For Lambda-based ActionGroups you must submit tool outputs back via invoke_agent() with sessionState.invocationId. Inline action groups (defined in the agent schema) emit results directly in trace events without requiring a round-trip.

Token usage monitoring

Token usage is embedded in the orchestration trace under modelInvocationOutput.metadata.usage.
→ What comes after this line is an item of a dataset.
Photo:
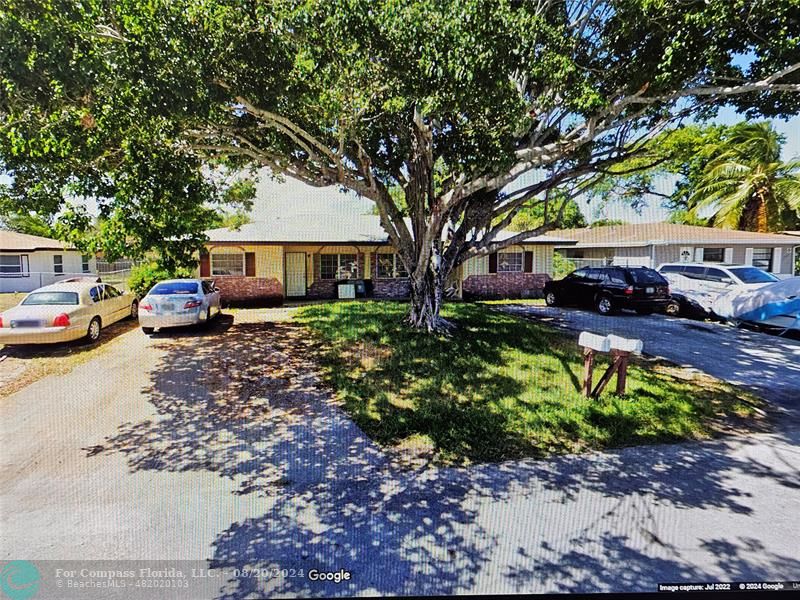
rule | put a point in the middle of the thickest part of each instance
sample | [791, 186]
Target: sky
[291, 196]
Accumulate these across all model invocations in a single agent call to get total prompt and completion tokens:

def invoke_with_token_tracking(prompt: str) -> str:
    sid = str(uuid.uuid4())
    trace = nexus.start_trace({
        "agent_id": "bedrock-agent-tokens",
        "name": "invoke: " + prompt[:60],
        "status": "running",
        "started_at": nexus.now(),
        "metadata": {"prompt": prompt[:200]},
    })
    total_input_tokens = 0
    total_output_tokens = 0
    try:
        response = bedrock_agent.invoke_agent(
            agentId=AGENT_ID,
            agentAliasId=AGENT_ALIAS_ID,
            sessionId=sid,
            inputText=prompt,
            enableTrace=True,
        )
        full_text = ""
        for event in response["completion"]:
            if "chunk" in event:
                full_text += event["chunk"].get("bytes", b"").decode("utf-8")
            elif "trace" in event:
                orch = event["trace"].get("trace", {}).get("orchestrationTrace", {})
                model_output = orch.get("modelInvocationOutput", {})
                usage = model_output.get("metadata", {}).get("usage", {})
                total_input_tokens += usage.get("inputTokens", 0)
                total_output_tokens += usage.get("outputTokens", 0)
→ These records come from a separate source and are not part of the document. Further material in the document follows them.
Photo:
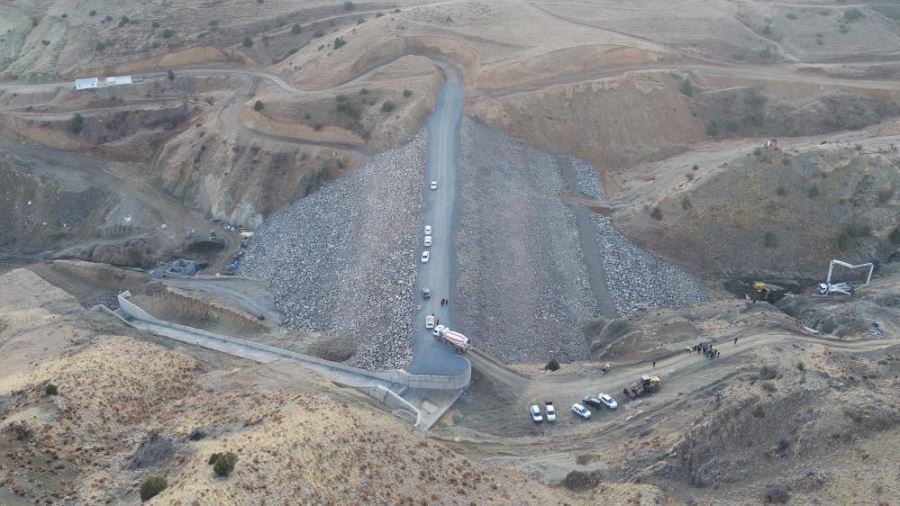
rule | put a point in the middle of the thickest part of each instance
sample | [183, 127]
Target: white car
[551, 411]
[609, 401]
[581, 411]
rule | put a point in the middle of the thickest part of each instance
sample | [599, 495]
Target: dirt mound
[752, 213]
[748, 112]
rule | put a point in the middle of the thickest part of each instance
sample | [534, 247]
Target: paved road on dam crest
[431, 356]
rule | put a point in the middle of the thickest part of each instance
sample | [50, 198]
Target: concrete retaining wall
[262, 351]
        nexus.end_trace(trace["trace_id"], {
            "status": "success",
            "metadata": {
                "input_tokens": total_input_tokens,
                "output_tokens": total_output_tokens,
                "total_tokens": total_input_tokens + total_output_tokens,
            },
        })
        return full_text
    except Exception as e:
        nexus.end_trace(trace["trace_id"], {
            "status": "error",
            "metadata": {"error": str(e)},
        })
        raise

A single invoke_agent() call may trigger multiple model invocations internally (one per reasoning step). Accumulate across all modelInvocationOutput events to get the true total for the request.

TypeScript

Use @aws-sdk/client-bedrock-agent-runtime with the Nexus TypeScript SDK. The async iterator on response.completion streams events just like the Python EventStream:

npm install @keylightdigital/nexus @aws-sdk/client-bedrock-agent-runtime
import {
  BedrockAgentRuntimeClient,
  InvokeAgentCommand,
} from '@aws-sdk/client-bedrock-agent-runtime';
import NexusClient from '@keylightdigital/nexus';
import { randomUUID } from 'crypto';

const nexus = new NexusClient(process.env.NEXUS_API_KEY!);
const client = new BedrockAgentRuntimeClient({
  region: process.env.AWS_DEFAULT_REGION ?? 'us-east-1',
});

const AGENT_ID = process.env.BEDROCK_AGENT_ID!;
const AGENT_ALIAS_ID = process.env.BEDROCK_AGENT_ALIAS_ID!;

async function invoke(prompt: string, sessionId?: string): Promise<string> {
  const sid = sessionId ?? randomUUID();
  const trace = await nexus.startTrace({
    agent_id: 'bedrock-agent-ts',
    name: 'invoke: ' + prompt.slice(0, 60),
    status: 'running',
    started_at: new Date().toISOString(),
    metadata: { prompt: prompt.slice(0, 200), session_id: sid },
  });

  let inputTokens = 0;
  let outputTokens = 0;
  let fullText = '';

  try {
    const response = await client.send(
      new InvokeAgentCommand({
        agentId: AGENT_ID,
        agentAliasId: AGENT_ALIAS_ID,
        sessionId: sid,
        inputText: prompt,
        enableTrace: true,
      }),
    );

    for await (const event of response.completion ?? []) {
      if (event.chunk?.bytes) {
        fullText += Buffer.from(event.chunk.bytes).toString('utf-8');
      }
      if (event.trace?.trace?.orchestrationTrace) {
        const orch = event.trace.trace.orchestrationTrace;
        const usage = orch.modelInvocationOutput?.metadata?.usage;
        if (usage) {
          inputTokens += usage.inputTokens ?? 0;
          outputTokens += usage.outputTokens ?? 0;
        }
      }
    }

    await nexus.endTrace(trace.id, {
      status: 'success',
      metadata: {
        input_tokens: inputTokens,
        output_tokens: outputTokens,
        total_tokens: inputTokens + outputTokens,
      },
    });
    return fullText;
  } catch (err: unknown) {
    const msg = err instanceof Error ? err.message : String(err);
    await nexus.endTrace(trace.id, { status: 'error', metadata: { error: msg } });
    throw err;
  }
}

Debugging patterns

EventStream closes before full response

Iterate the completion EventStream inside a try/except block. If you break out of the loop early or don't consume all events, the stream closes and the agent invocation may be billed but the response truncated. Always drain the full stream before calling end_trace().

No trace events appearing

Token usage and knowledge base events only appear when enableTrace=True is passed. Without it the stream only yields chunk events. Some agent aliases disable trace by default — verify in the Bedrock console under Agents → Aliases → Trace.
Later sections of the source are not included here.